Here's what I found, and maybe that will help to debug it.
If I open up a PowerShell window and run the script there, it works. But if I run it in a command prompt,
powershell.exe -File "C:\Doc\Files\FileMonitor.ps1"
It will not work. I am not sure it's a permission problem or something else.
BTW, I have PowerShell 3.0 installed, and if I type $host.version, it will show 3 there. But my powershell.exe seems like it is still v1.0.
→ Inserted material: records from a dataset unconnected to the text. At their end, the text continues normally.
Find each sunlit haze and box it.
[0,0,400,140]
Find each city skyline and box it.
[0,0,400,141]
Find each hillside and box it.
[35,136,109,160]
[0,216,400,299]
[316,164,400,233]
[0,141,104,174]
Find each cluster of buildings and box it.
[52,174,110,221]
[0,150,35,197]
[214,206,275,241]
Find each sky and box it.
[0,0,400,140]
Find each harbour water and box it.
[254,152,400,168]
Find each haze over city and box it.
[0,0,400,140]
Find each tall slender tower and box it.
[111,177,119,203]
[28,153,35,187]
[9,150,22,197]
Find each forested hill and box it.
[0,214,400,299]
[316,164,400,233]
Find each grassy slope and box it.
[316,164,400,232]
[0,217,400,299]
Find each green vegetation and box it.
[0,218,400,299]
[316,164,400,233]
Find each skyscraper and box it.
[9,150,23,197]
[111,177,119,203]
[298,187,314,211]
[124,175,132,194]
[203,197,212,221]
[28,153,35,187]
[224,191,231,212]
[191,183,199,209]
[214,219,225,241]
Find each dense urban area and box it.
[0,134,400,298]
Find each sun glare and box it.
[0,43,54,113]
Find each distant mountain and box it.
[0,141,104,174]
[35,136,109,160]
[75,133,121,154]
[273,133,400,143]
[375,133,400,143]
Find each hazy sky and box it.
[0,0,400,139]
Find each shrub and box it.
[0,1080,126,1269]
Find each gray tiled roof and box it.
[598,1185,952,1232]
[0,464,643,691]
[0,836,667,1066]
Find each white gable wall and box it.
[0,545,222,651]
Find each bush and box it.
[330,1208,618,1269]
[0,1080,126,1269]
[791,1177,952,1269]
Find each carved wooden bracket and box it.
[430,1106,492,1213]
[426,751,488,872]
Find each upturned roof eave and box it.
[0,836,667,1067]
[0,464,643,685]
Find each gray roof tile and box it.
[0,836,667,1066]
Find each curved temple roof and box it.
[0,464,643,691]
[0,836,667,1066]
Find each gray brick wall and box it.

%SystemRoot%\system32\WindowsPowerShell\v1.0\powershell.exe
I finally got my PowerShell script to run automatically on every startup. You will need to create two files: the first is the Powershell script (e.g. script.ps1) and the second is a .cmd file that will contain commands that will run on the command prompt (e.g. startup.cmd).
The second file is what needs to be executed when the computer starts up, and simply copy-pasting the .ps1 to the startup folder won't work, because that doesn't actually execute the script - it only opens the file with Notepad. You need to execute the .cmd which itself will execute the .ps1 using PowerShell. Ok, enough babbling and on to the steps:
Create your .ps1 script and place it in a folder. I put it on my desktop for simplicity. The path would look something like this:
%USERPROFILE%\Desktop\script.ps1
Create a .cmd file and place it in
%AppData%\Microsoft\Windows\Start Menu\Programs\Startup\startup.cmd
Doing this will execute the cmd file every time on startup. Here is a link of how to create a .cmd file if you need help.
Open the .cmd file with a text editor and enter the following lines:
PowerShell -Command "Set-ExecutionPolicy Unrestricted" >> "%TEMP%\StartupLog.txt" 2>&1
PowerShell %USERPROFILE%\Desktop\script.ps1 >> "%TEMP%\StartupLog.txt" 2>&1
This will do two things:
Set the Execution Policy of your PowerShell to Unrestricted. This is needed to run scripts or else PowerShell will not do it.
Use PowerShell to execute the .ps1 script found in the path specified.
This code is specifically for PowerShell v1.0. If you're running PowerShell v2.0 it might be a little different. In any case, check this source for the .cmd code.
Save the .cmd file
Now that you have your .ps1 and .cmd files in their respective paths and with the script for each, you are all set.
You could set it up as a Scheduled Task, and set the Task Trigger for "At Startup"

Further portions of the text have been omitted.